Der Hintergrund des sich anbahnenden Bürgerkriegs, der die Region vom Dezember 1991 bis 1993 überzog, erhebt die reduzierte Handlung zur komplexen politischen und sozialen Parabel. Bereits vor Kriegsbeginn ist Tomas Alltag geprägt von Gewalt. Seine Mitschüler attackieren ihn grundlose in einer ähnlichen Konstellation wie jener, die ihm später sein Vater berichtet. Nach Jahren der Abwesenheit aufgrund einer Haftstrafe wegen Totschlags steht Nemo (Givi Chuguashvili) plötzlich vor der Tür, um seinen Sohn über ein Wochenende in sein Dorf mitzunehmen.

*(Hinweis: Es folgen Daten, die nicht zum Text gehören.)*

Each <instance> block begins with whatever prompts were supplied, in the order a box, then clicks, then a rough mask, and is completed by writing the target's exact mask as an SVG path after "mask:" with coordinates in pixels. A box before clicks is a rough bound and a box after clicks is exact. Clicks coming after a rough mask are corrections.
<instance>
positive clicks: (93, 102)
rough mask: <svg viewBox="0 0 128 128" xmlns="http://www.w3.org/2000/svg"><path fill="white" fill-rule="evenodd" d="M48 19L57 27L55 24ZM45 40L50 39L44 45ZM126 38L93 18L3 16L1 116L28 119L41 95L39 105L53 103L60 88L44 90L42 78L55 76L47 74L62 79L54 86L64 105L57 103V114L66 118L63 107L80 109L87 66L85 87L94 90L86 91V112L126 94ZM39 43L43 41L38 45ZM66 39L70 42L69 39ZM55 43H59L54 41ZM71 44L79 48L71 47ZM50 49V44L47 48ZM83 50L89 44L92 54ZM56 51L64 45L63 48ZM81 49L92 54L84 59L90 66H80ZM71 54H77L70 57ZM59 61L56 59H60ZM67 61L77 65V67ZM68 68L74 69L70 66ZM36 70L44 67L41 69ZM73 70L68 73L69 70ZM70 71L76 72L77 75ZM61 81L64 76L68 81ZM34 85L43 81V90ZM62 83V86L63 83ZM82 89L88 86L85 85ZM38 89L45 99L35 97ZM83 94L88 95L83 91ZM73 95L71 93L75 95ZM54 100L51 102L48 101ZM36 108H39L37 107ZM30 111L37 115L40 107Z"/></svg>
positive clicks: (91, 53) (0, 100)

Tomas fragiles Verständnis von Herkunft und Identität kollidiert mit der bitteren Realität eines alten Mannes, der ebenso dem Tod geweiht ist wie das Vaterland des stillen Protagonisten. Ihn stellt ein Jagdausflug mit Nemo, der ihm ein Gewehr vermacht, wiederholt vor eine prophetische Entscheidungsfrage. Tomas Unwillen, einen Hirsch zu schießen, betrachtet die pathosschwere Inszenierung mit chauvinistischer Skepsis. Gewalt erscheint in den malerischen Naturkulissen ebenso wie im gesellschaftlichen Umfeld unausweichliche Notwendigkeit. Frauen sind in diesem Männerkosmos - wenn überhaupt vorhanden - nur passive Objekte wie seine Schulkameradin Anana.
Fazit
Die Wiederbegegnung mit einer fast vergessenen Vergangenheit und Familiengeschichte wird in George Ovashvilis patriarchalischer Parabel zum Sinnbild einer nationalen Bewusstwerdung im Schatten heraufziehenden Krieges. Dessen soziologischen und ideologischen Kontext spart der karge Plot genauso aus wie die psychologischen Feinheiten der Figuren. Selbige sind weniger Individuen als Archetypen in der düsteren Szenerie. Der verleihen lange Einstellungen, fahles Winterlicht und schattige Farbtöne eine archaische Gravität. Die spärlichen Dialoge und mystisch angehauchte Traumbilder streuen süßliches Sentiment in das schroffe Zeitbild, dessen Tiefgang schale Behauptung bleibt.